Fast Rolling Regression: An O(1) Sliding Window Implementation – SITMO Machine Learning

In finance and signal processing, detecting trends or smoothing noisy data streams efficiently is crucial. A popular tool for this task is a linear regression applied to a sliding (rolling) window of data points. This approach can serve as a low-pass filter or a trend detector, removing short-term fluctuations while preserving longer-term trends. However, naive methods for sliding-window regression can be computationally expensive, especially as the window grows larger, since their complexity typically scales with window size.

Fortunately, a clever algorithm—known in signal processing as the Savitzky-Golay filter—offers an efficient way to implement this sliding linear regression with constant-time complexity, independent of the window size. The key is to maintain a small set of running accumulators that update quickly at each new data point, resulting in O(1) complexity per update.

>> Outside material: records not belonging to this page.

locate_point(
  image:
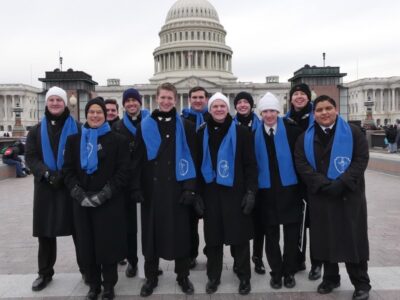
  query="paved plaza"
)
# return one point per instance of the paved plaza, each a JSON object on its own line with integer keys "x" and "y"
{"x": 18, "y": 254}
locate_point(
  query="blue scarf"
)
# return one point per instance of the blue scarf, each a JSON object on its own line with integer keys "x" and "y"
{"x": 89, "y": 160}
{"x": 199, "y": 115}
{"x": 225, "y": 159}
{"x": 254, "y": 124}
{"x": 310, "y": 115}
{"x": 128, "y": 124}
{"x": 184, "y": 166}
{"x": 69, "y": 128}
{"x": 342, "y": 148}
{"x": 283, "y": 156}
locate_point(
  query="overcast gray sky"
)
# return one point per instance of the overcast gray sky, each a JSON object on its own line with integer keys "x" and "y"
{"x": 116, "y": 39}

Fig 1. A random walk (blue) and the endpoint of a OLS fit of a sliding window of size 50.

Below, we outline the mathematics behind this efficient streaming algorithm.

Ordinary Least Squares (OLS) Fit Equations

Given n pairs of data points $(x_i, y_i)$ , we define the following summations:

$\begin{align*}S_x = \sum_{i=0}^{n-1} x_i,\\S_y = \sum_{i=0}^{n-1} y_i,\\S_{xy} = \sum_{i=0}^{n-1} x_i y_i,\\S_{xx} = \sum_{i=0}^{n-1} x_i^2\end{align*}$

The OLS solution for the line $y=ax+b$ is given by:

$\begin{align*}a = \frac{n S_{xy} - S_x S_y}{n S_{xx} - S_x^2}, \\b = \frac{S_y - a S_x}{n}\end{align*}$

Sliding the Window Efficiently (O(1) Complexity)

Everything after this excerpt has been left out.